そう言えば、さっきから僕がメッセージを送ったタイミングで母親のスマホがピコンッと鳴ってる気がした。
思い切って彼女に電話をかけてみた。
その瞬間「うわっ!」と母親は慌ててスマホから手を離した。
僕は立ち上がり母親に言った。
「なんで母さんが彼女のスマホ持ってんだよ!」
「バレたか」
「バレたかじゃねーよ!」
「たまたま家の近くに落ちてたのを拾ったの。そしたら流星の名前があるし、面白そうだなあと思って」
「どこから彼女になりすましてだんだよ!」
「『家に着いた』あたりから」
「結構早い時期からじゃねーか」
僕はずっと彼女と思って母親とメッセージのやり取りをしてたのだ。顔を真っ赤にしながら僕は彼女のスマホを母親から取り上げて、2階にある自分の部屋に戻った。
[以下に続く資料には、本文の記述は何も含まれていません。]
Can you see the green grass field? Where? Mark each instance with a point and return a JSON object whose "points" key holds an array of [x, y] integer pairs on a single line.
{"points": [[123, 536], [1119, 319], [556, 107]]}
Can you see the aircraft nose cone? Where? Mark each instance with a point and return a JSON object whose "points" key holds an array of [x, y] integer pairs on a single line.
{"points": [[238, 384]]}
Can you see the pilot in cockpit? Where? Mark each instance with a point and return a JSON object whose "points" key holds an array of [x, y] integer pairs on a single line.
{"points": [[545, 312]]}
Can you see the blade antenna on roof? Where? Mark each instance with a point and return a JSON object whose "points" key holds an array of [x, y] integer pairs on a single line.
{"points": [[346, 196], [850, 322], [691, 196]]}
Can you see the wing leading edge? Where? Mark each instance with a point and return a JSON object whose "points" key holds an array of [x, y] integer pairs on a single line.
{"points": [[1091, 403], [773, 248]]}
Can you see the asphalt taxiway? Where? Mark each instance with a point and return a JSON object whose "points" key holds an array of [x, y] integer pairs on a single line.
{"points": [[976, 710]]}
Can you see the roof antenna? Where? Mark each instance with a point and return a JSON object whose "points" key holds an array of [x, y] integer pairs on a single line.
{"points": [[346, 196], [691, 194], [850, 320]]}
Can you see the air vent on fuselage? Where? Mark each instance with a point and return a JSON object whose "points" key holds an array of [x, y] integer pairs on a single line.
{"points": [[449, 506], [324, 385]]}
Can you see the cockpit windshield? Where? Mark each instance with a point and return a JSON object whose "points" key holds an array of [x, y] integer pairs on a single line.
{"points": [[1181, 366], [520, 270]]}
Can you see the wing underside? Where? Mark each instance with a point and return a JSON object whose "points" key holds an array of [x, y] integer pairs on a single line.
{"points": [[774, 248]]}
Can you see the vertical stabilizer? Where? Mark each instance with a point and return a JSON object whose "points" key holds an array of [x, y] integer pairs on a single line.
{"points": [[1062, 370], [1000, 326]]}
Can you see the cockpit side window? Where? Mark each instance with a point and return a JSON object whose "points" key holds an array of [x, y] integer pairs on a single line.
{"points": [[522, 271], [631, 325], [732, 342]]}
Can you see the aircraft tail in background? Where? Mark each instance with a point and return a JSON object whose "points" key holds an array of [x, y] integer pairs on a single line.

確かに見覚えのある彼女のスマホだった。自分と母さんのやり取りの履歴が消せないか、彼女のスマホを操作した。
そして僕は良心の呵責を感じながらも、妙な胸騒ぎがしてスマホの画像ホルダーを開いた。ひとりのスッピンの女性の写真が複数枚入っていた。
誰だ、これ……?
その中に動画があった。再生してみた。
僕は動画の内容に驚いて、息が出来なかった。